Alpakka is a reactive stream-based integration toolkit built on top of akka and akka-streams. Since its arrival, it has positively impacted the integration of different systems. Using alpakka, it is very easy to implement an integration pipeline between disparate systems.
Apache Camel is one of the most popular integration libraries, and it has been around for a very long time. Camel is used in many of the large enterprise applications. Also, Camel has more than 300 components available, which covers almost any systems we can think of.
Alpkka provides an alternative for apache camel. That is evident even in the project name(alpaca is a camelid animal). Even though Alpakka is relatively very young, it is already able to get good attention. Alpakka is built on top of Akka and Akka-streams, and follows reactive programming principles. Alpakka already has close to 50 connectors available.
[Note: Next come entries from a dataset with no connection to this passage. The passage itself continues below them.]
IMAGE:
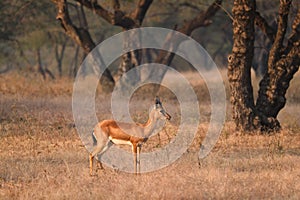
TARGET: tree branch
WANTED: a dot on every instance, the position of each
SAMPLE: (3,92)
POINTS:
(277,46)
(264,26)
(294,36)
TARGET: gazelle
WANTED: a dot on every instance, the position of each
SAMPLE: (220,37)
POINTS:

Even though Camel is immensely popular, Alpakka provides some good advantages. Camel has less type-safety, whereas Alpakka provides it Alpakka has easier api's for asynchronous programming Built-in support for streaming, and ability to apply backpressure
In this project, I have tried to build a simple pipeline to push an incoming set of data into MongoDB. For simplicity, I have used a growing file as the source of the data. But it may well be an IoT device using MQTT protocol or a complex Kafka system as a source. For this sample project, I have taken the scenario of an IoT device that tracks the GPS location of the vehicle. An Akka scheduler is used to simulate the data, by writing random information to a file. The Alpakka integration service reads from the file and transforms the data into the necessary format, and inserts it into a MongoDB collection. The above diagram shows the flow used in this sample project.
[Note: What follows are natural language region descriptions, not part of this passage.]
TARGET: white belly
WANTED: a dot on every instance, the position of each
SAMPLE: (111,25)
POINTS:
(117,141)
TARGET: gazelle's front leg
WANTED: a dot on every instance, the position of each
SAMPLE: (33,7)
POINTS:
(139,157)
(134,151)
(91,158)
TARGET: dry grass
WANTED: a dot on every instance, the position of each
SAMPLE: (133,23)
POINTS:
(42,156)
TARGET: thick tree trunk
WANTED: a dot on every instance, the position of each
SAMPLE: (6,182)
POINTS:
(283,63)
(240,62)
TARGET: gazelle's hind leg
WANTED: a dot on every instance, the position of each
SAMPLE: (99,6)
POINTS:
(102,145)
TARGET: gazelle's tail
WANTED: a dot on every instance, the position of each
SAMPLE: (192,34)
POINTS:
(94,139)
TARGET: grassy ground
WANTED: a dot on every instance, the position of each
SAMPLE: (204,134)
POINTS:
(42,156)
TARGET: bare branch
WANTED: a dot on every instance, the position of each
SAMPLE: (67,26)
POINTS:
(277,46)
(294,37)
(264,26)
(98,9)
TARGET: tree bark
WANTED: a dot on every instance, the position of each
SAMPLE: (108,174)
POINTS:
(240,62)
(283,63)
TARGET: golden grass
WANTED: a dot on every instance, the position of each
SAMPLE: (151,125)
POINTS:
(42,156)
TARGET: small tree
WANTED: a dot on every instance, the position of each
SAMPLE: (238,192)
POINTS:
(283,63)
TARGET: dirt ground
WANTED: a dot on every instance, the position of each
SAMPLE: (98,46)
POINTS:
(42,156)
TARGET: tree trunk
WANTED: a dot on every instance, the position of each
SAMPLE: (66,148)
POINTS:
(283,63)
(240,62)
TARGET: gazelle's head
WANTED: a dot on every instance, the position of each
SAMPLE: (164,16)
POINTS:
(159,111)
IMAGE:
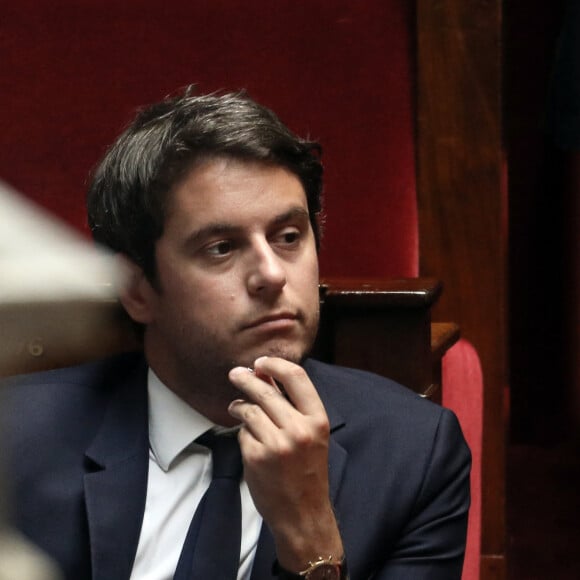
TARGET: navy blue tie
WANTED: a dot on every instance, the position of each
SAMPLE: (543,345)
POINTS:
(211,550)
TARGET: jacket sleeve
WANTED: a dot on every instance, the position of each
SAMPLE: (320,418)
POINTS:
(432,544)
The file vehicle_data contains a comma-separated string representing the GPS Location of each vehicle. This is read by the connector and is transformed into a case class VehicleData. This data is then inserted into MongoDB, which can be used for further processing. Whenever a new record comes in the file, the source FileTailSource reads the content based on the provided polling interval and pushed along the Alpakka pipeline.
To do all these operations, we need just 10 lines of code, which is amazing!
FileTailSource.lines(
path = fs.getPath(filePath),
maxLineSize = 5000,
pollingInterval = 100.millis
).map(s => {
val v = s.split(",")
VehicleData(v(0).toLong, GPSLocation(v(1).toDouble, v(2).toDouble))
}).runWith{
MongoSink.insertOne(vehicleCollection)
}
We can replace the FileSource with one of the many available sources like Kafka, MQTT, etc based on the requirements.
Alpakka is a very powerful integration toolkit that provides streaming by default. If Akka is already used as part of the system, then for building integration pipelines we don't need to look anywhere else.